The image of Chinese Communist Party cadres forcing birth control, sterilization and abortion on Tibetan women has contributed to the rage of a generation of human-rights activists in the West.

But according to a new study led by Mel Goldstein, director of the Centre of Research on Tibet, at Case Western Reserve University in Cleveland, Ohio, changing socio-economic circumstances and a more active family-planning campaign by authorities are the driving factors behind a desire for smaller families in the Tibet Autonomous Region, or TAR. These reasons and “not forced abortions and sterilizations” determine family size, he says.

The study, to be published in the China Journal in Australia in January, “highlights the dangers of using refugee reports and anecdotal evidence to interpret highly politicized situations,” say Goldstein and fellow authors Ben Jiao, Cynthia Beall and Phuntsog Tsering. Their view contrasts sharply with reports from some human-rights and Tibet advocacy groups that glean information from among hundreds of Tibetans who flee Chinese rule every year.

Family-planning rules were extended to rural areas in the TAR in 1984, but in the early 1990s the authorities stepped up their campaign. The result was massive human-rights violations, according to some activists. “Tibetan women are often coerced to submit to abortions and sterilization operations. These women are further coerced by PRC [People’s Republic of China] threats to arrest and imprison their husbands if they do not submit to abortion and sterilization procedures,” the International Committee of Lawyers for Tibet, based in Berkeley, California, said in a report submitted to the United Nations in 1994. The group later changed its name to the Tibet Justice Centre.

Such accounts became a high-profile part of the outside world’s view of the Chinese presence in Tibet. In September, delegates to the World Conference Against Racism were told by a Tibetan exile of a Tibetan town where 300 women were sterilized or forced to have abortions by authorities.

In February 2000, the Tibet Information Network reported that a two-child limit had been imposed on families in Ngamring county. This was backed up by reports from the Dalai Lama’s exiled government of a plan to reduce, “the numbers of children that Tibetan workers and urban residents in the prefecture can have from two to one and from three to two for farmers and herders.”

But Goldstein’s team say they found no evidence of a two-child limit on families in Ngamring or any of the other places that it surveyed as part of a four-year study on the impact of Chinese reforms on rural Tibet.

Though birth-control regulations are increasingly being extended to rural areas, they are either not enforced or fines are low enough that they cannot be described as coercive, he suggests. The study came across no cases of forced contraception. “If there are such examples, the data in this study suggest they are exceptions to the rule,” says Goldstein. “It isn’t a policy.” The authors say their researchers were ethnic Tibetans and were not accompanied by Chinese officials.

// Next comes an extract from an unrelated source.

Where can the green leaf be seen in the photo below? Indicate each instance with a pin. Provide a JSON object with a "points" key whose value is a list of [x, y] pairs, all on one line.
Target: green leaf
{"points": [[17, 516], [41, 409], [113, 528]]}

The issue seems not even to exist for the rural population of the TAR, according to the report. “No formal or informal discussions with villagers about family planning, birth limits or local problems revealed even a hint of forced abortions, despite open complaints about many other aspects of rural life and government rules,” it says.

Why such a disparity between the information from activist groups and Goldstein’s study? One reason may be that they looked in different places. The Goldstein study focused on rural areas in the TAR. “But,” says John Ackerly, of the Washington-based International Campaign for Tibet, “abuses occur mainly in the cities where there are Chinese populations and work units are trying to enforce family-planning policies.”

Some of the worst incidents are in the large Tibetan areas outside the TAR. The greatest abuses, such as forced sterilization and abortions, are in Qinghai province, especially in counties where Tibetans are a minority, says Ackerly, who agrees abuses are not part of a systematic policy.